A descriptive, not prescriptive, overview of current AI Alignment Research

Jan; Logan Riggs; jacquesthibs; janus

139 A descriptive, not prescriptive, overview of current AI Alignment Research

by Jan, Logan Riggs, jacquesthibs, janus

6th Jun 2022

8 min read

139 Ω 46

TL;DR: In this project, we collected and cataloged AI alignment research literature and analyzed the resulting dataset in an unbiased way to identify major research directions. We found that the field is growing quickly, with several subfields emerging in parallel. We looked at the subfields and identified the prominent researchers, recurring topics, and different modes of communication in each. Furthermore, we found that a classifier trained on AI alignment research articles can detect relevant articles that we did not originally include in the dataset.

(video presentation here)

Dataset Announcement

In the context of the 6th AISC, we collected a dataset of alignment research articles from a variety of different sources. This dataset is now available for download here and the code for reproducing the scrape is on GitHub here^[1]. When using the dataset, please cite our manuscript as described in the footnote^[2].

Table 1: **Different sources of text included in the dataset alongside the number of articles per source.** Color of row indicates that data was analyzed as AI alignment research articles (green) or baseline (gray), or that the articles were added to the dataset as a result of the analysis in Fig. 4 (purple). Definition of level-0 and level-1 articles in Fig. 4c. For details about our collection procedure see the Methods section.

Here follows an abbreviated version of the full manuscript, which contains additional analysis and discussion.
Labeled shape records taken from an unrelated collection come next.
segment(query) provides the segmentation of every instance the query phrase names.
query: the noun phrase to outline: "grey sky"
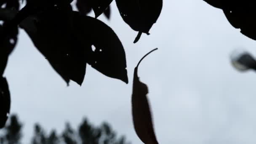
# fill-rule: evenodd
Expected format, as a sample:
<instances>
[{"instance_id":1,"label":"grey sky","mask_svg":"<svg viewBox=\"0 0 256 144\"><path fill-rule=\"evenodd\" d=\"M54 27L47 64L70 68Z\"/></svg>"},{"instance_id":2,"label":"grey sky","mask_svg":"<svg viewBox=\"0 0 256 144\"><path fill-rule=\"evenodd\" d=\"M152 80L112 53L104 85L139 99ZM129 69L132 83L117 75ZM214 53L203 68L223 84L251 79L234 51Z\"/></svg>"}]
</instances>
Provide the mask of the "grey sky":
<instances>
[{"instance_id":1,"label":"grey sky","mask_svg":"<svg viewBox=\"0 0 256 144\"><path fill-rule=\"evenodd\" d=\"M88 117L109 122L133 144L141 144L133 128L131 93L133 70L149 88L155 128L160 144L255 144L256 74L235 71L230 52L243 48L256 56L255 41L234 28L220 9L203 0L164 0L160 17L149 36L135 44L137 32L123 21L112 4L110 26L126 53L129 83L107 77L88 66L85 81L67 87L64 81L21 30L5 75L11 112L25 123L24 141L40 122L48 131L73 127ZM93 14L92 14L92 16Z\"/></svg>"}]
</instances>

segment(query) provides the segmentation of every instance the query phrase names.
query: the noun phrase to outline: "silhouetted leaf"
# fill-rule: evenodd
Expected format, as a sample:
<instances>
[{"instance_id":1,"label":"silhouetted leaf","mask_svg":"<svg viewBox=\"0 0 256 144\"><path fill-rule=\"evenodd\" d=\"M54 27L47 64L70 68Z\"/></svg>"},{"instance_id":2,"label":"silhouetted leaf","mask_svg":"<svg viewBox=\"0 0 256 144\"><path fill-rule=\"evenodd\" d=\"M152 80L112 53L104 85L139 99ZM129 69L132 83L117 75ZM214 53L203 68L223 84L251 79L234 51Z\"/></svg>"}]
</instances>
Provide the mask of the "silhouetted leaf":
<instances>
[{"instance_id":1,"label":"silhouetted leaf","mask_svg":"<svg viewBox=\"0 0 256 144\"><path fill-rule=\"evenodd\" d=\"M85 72L85 50L73 32L72 13L71 9L54 8L27 19L21 26L68 84L71 80L81 85Z\"/></svg>"},{"instance_id":2,"label":"silhouetted leaf","mask_svg":"<svg viewBox=\"0 0 256 144\"><path fill-rule=\"evenodd\" d=\"M83 14L87 15L93 10L95 17L97 18L103 12L106 16L109 19L110 10L109 7L113 0L77 0L77 8Z\"/></svg>"},{"instance_id":3,"label":"silhouetted leaf","mask_svg":"<svg viewBox=\"0 0 256 144\"><path fill-rule=\"evenodd\" d=\"M85 16L91 11L92 8L91 0L77 0L76 5L79 12Z\"/></svg>"},{"instance_id":4,"label":"silhouetted leaf","mask_svg":"<svg viewBox=\"0 0 256 144\"><path fill-rule=\"evenodd\" d=\"M248 52L235 51L232 53L231 58L233 66L240 71L249 69L256 70L256 60Z\"/></svg>"},{"instance_id":5,"label":"silhouetted leaf","mask_svg":"<svg viewBox=\"0 0 256 144\"><path fill-rule=\"evenodd\" d=\"M203 0L205 2L208 3L209 4L213 6L214 6L217 8L221 8L221 0Z\"/></svg>"},{"instance_id":6,"label":"silhouetted leaf","mask_svg":"<svg viewBox=\"0 0 256 144\"><path fill-rule=\"evenodd\" d=\"M253 0L222 1L222 9L230 24L245 36L256 40L256 8Z\"/></svg>"},{"instance_id":7,"label":"silhouetted leaf","mask_svg":"<svg viewBox=\"0 0 256 144\"><path fill-rule=\"evenodd\" d=\"M74 20L77 38L86 49L88 63L105 75L128 83L125 52L113 30L99 20L77 12L74 12Z\"/></svg>"},{"instance_id":8,"label":"silhouetted leaf","mask_svg":"<svg viewBox=\"0 0 256 144\"><path fill-rule=\"evenodd\" d=\"M105 16L107 17L107 19L110 19L110 13L111 13L111 9L110 8L110 6L109 5L105 11L104 11L104 14Z\"/></svg>"},{"instance_id":9,"label":"silhouetted leaf","mask_svg":"<svg viewBox=\"0 0 256 144\"><path fill-rule=\"evenodd\" d=\"M116 0L116 2L125 22L139 32L134 43L139 40L142 32L149 35L163 7L163 0Z\"/></svg>"},{"instance_id":10,"label":"silhouetted leaf","mask_svg":"<svg viewBox=\"0 0 256 144\"><path fill-rule=\"evenodd\" d=\"M256 9L253 0L204 0L222 9L233 27L240 29L241 32L256 40Z\"/></svg>"},{"instance_id":11,"label":"silhouetted leaf","mask_svg":"<svg viewBox=\"0 0 256 144\"><path fill-rule=\"evenodd\" d=\"M4 127L8 118L11 106L11 97L6 79L0 77L0 128Z\"/></svg>"},{"instance_id":12,"label":"silhouetted leaf","mask_svg":"<svg viewBox=\"0 0 256 144\"><path fill-rule=\"evenodd\" d=\"M9 21L15 16L16 12L9 8L0 8L0 32L3 30L4 27L8 24ZM3 33L1 34L3 35ZM0 76L3 74L9 55L16 45L18 34L18 27L16 27L7 35L2 37L4 39L0 43Z\"/></svg>"},{"instance_id":13,"label":"silhouetted leaf","mask_svg":"<svg viewBox=\"0 0 256 144\"><path fill-rule=\"evenodd\" d=\"M100 16L106 10L107 10L107 8L111 3L113 0L91 0L92 3L92 8L95 13L95 17L97 18ZM105 13L106 14L106 13ZM109 18L109 16L107 16Z\"/></svg>"},{"instance_id":14,"label":"silhouetted leaf","mask_svg":"<svg viewBox=\"0 0 256 144\"><path fill-rule=\"evenodd\" d=\"M155 48L144 56L134 69L132 96L132 107L133 125L136 133L144 144L158 144L156 139L147 94L147 86L139 81L138 68L142 60Z\"/></svg>"}]
</instances>

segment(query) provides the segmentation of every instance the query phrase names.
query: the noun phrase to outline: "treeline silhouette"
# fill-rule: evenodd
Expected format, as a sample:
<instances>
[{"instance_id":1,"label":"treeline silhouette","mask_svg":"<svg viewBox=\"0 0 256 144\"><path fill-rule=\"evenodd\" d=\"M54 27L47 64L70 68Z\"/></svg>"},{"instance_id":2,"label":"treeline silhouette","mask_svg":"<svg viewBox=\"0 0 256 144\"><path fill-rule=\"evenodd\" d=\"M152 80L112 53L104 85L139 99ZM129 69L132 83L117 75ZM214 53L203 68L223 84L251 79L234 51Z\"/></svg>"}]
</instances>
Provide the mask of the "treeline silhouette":
<instances>
[{"instance_id":1,"label":"treeline silhouette","mask_svg":"<svg viewBox=\"0 0 256 144\"><path fill-rule=\"evenodd\" d=\"M12 115L6 126L0 132L0 144L22 144L23 124L17 115ZM32 144L130 144L124 136L120 137L110 125L103 122L95 126L84 118L77 129L67 123L64 130L58 134L56 130L47 133L39 123L34 126L34 133L30 141Z\"/></svg>"}]
</instances>

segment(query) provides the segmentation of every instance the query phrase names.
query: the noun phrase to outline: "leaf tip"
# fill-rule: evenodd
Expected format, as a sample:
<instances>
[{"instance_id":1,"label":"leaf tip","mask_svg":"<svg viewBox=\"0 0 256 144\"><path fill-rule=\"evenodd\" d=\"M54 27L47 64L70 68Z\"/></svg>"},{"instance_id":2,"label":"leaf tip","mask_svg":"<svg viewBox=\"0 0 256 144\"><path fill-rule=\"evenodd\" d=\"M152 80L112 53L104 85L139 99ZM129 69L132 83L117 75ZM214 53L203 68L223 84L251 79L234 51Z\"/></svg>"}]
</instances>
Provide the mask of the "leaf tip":
<instances>
[{"instance_id":1,"label":"leaf tip","mask_svg":"<svg viewBox=\"0 0 256 144\"><path fill-rule=\"evenodd\" d=\"M133 43L136 43L139 41L139 40L141 37L141 35L142 35L142 32L139 32L138 35L137 35L137 36L135 38L135 40L134 40L134 41L133 41Z\"/></svg>"}]
</instances>

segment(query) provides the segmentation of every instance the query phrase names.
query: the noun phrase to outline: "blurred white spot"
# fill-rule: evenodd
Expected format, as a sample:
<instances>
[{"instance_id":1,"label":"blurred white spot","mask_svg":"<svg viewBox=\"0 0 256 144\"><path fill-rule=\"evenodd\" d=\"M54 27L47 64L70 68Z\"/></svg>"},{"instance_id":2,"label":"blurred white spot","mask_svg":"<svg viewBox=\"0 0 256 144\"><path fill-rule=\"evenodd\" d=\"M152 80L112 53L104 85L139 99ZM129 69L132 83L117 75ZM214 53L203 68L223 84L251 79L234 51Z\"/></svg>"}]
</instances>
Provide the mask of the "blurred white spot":
<instances>
[{"instance_id":1,"label":"blurred white spot","mask_svg":"<svg viewBox=\"0 0 256 144\"><path fill-rule=\"evenodd\" d=\"M248 53L244 49L236 49L233 51L230 54L231 63L234 67L240 71L245 71L249 68L239 63L238 61L241 56Z\"/></svg>"},{"instance_id":2,"label":"blurred white spot","mask_svg":"<svg viewBox=\"0 0 256 144\"><path fill-rule=\"evenodd\" d=\"M1 6L1 8L5 8L5 7L6 7L6 3L4 3Z\"/></svg>"},{"instance_id":3,"label":"blurred white spot","mask_svg":"<svg viewBox=\"0 0 256 144\"><path fill-rule=\"evenodd\" d=\"M94 45L92 45L91 46L91 50L93 50L93 51L95 51L95 50L96 50L96 48L95 48Z\"/></svg>"}]
</instances>

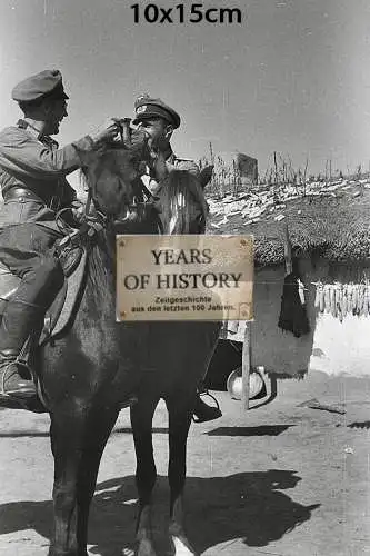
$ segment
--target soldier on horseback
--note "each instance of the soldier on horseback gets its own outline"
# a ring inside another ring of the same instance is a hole
[[[0,326],[0,399],[30,399],[37,395],[20,354],[32,334],[41,331],[43,317],[63,284],[54,254],[62,236],[56,222],[60,209],[78,226],[74,189],[66,176],[80,167],[77,149],[89,151],[116,138],[119,126],[110,119],[94,132],[58,148],[50,136],[59,132],[67,116],[62,76],[46,70],[18,83],[12,99],[24,117],[0,132],[0,262],[21,278],[7,302]]]
[[[156,195],[172,170],[186,170],[199,177],[198,165],[191,159],[177,157],[172,150],[170,140],[173,131],[181,123],[181,118],[177,111],[161,99],[143,95],[136,100],[134,112],[136,118],[132,123],[144,129],[152,159],[151,165],[147,167],[146,173],[141,177],[146,187]],[[200,385],[193,420],[203,423],[221,417],[222,414],[219,407],[206,404],[201,398],[202,394],[208,395],[207,390]]]

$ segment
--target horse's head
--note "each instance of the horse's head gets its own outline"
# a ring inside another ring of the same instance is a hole
[[[112,219],[126,216],[140,190],[140,167],[149,159],[143,131],[93,152],[80,153],[82,172],[96,208]]]
[[[212,176],[207,167],[199,178],[183,170],[173,170],[162,182],[159,192],[164,234],[204,234],[209,212],[204,187]]]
Rapid growth of AI Alignment research from 2012 to 2022 across two platforms

After collecting the dataset, we analyzed the two largest non-redundant sources of articles, Alignment Forum (AF) and arXiv. We found rapid growth in publications on the AF (Fig. 1a) and a long-tailed distribution of articles per researcher (Fig. 1b) and researchers per article (Fig. 1c). We were surprised to find a decrease in publications on the arXiv in recent years, but identified the cause for the decrease as spurious and fixed the issue in the published dataset (details in Fig. 4).

Figure 1: **Alignment Research across a community forum and a preprint server.** (a) Number of articles published as a function of time on the alignment forum (AF; purple) and the arXiv preprint server (arXiv; green). (b) Histogram of the number of articles per researcher published on either AF or arXiv. Inset shows names of six researchers with more than 60 articles. Note the logarithmic y-axis. (c) Histogram of the number of researchers per article on AF (purple) and arXiv (green). Note the logarithmic y-axis.

Unsupervised decomposition of AI Alignment research into distinct clusters

Given access to this unique dataset, we were curious to see if we could identify distinct clusters of research. We mapped the title + abstract of each article into vector form using the Allen Institute for AI's SPECTER model and reduced the dimensionality of the embedding with UMAP (Fig. 2a). The resulting manifold shows a continuum of AF posts and arXiv articles (Fig. 2b) and a temporal gradient from the top right to the bottom left (Fig. 2c). Using k-means and the elbow method, we obtain five clusters of research articles that map onto distinct regions of the UMAP projection (Fig. 2d).

Figure 2: **Dimensionality reduction and unsupervised clustering of alignment research.** (a) Schematic of the embedding and dimensionality reduction. After concatenating title and abstract of articles, we embed the resulting string with the Allen SPECTER model40, and then perform UMAP dimensionality reduction with n_neighbors=250. (b) UMAP embedding of articles with color indicating the source (AF, purple; arXiv, green). (c) UMAP embedding of articles with color indicating date of publication. Arrows superimposed to indicate direction of temporal evolution. (d) UMAP embedding of articles with color indicating cluster membership as determined with k-means (k=5). Inset shows sum of residuals as a function of clusters k, with an arrow highlighting the chosen number of clusters.

We were curious to see if the five clusters identified by k-means map onto existing distinctions in the field. When identifying the most prolific authors in each cluster, we noticed strong differences^[3] (consistent with previous work that suggests that author identity is an important indicator of research direction).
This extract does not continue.